When the Covid-19 pandemic hit Slovakia and lockdown was introduced, businesses across the country began to suffer. Soon, companies were calling on the government for help to keep going and avoid lay-offs.
One of the measures the government responded with was the German-inspired government-subsidised short-time work scheme, commonly known as ‘kurzarbeit’.
This involves the state providing money to cover part of staff wages.
The scheme proved to be a success and the government has now turned it into a permanent measure to be used when companies find themselves in trouble because of external events, such as a pandemic, or the war in Ukraine.
“It is not state aid, but an instrument that serves to maintain employment in times of crisis,” said Lucia Kovarovič Makayová, spokesperson for Volkswagen Slovakia. The firm, which is the oldest and biggest carmaker in the country, itself used kurzarbeit during the pandemic.
“It is a very suitable solution in which all three parties gain: the employee, the employer, and the state.”
The benefits it brings to the employee are job security, and that part of their wage is paid by the state. The scheme also temporarily reduces employer wage costs. This should help in retention of a skilled workforce and underpinning stability while maintaining international competitiveness.

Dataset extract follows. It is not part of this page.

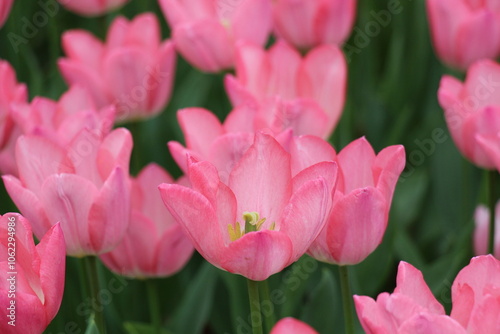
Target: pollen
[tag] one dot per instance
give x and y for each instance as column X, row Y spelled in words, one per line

At the same time, it saves state spending on workers that would otherwise find themselves unemployed, shortfalls in taxes and levies are avoided, and the country does not lose its attractiveness and international competitiveness, explained Kovarovič Makayová.
Scheme can help firms affected by Ukraine war
The Short-Time Work Support Act introducing the permanent government-subsidised short-term work scheme came into effect on March 1, 2022.
Under it, an employer can apply for compensation for a portion of wage costs in emergency situations caused by external factors which result in the employer being unable to assign an employee work.
“A typical example of an external factor is the ongoing pandemic,” Pavol Kundrík, lawyer at the CMS Slovensko law firm explained in a memo. “But it could also be a state of emergency or a national emergency, or force majeure.”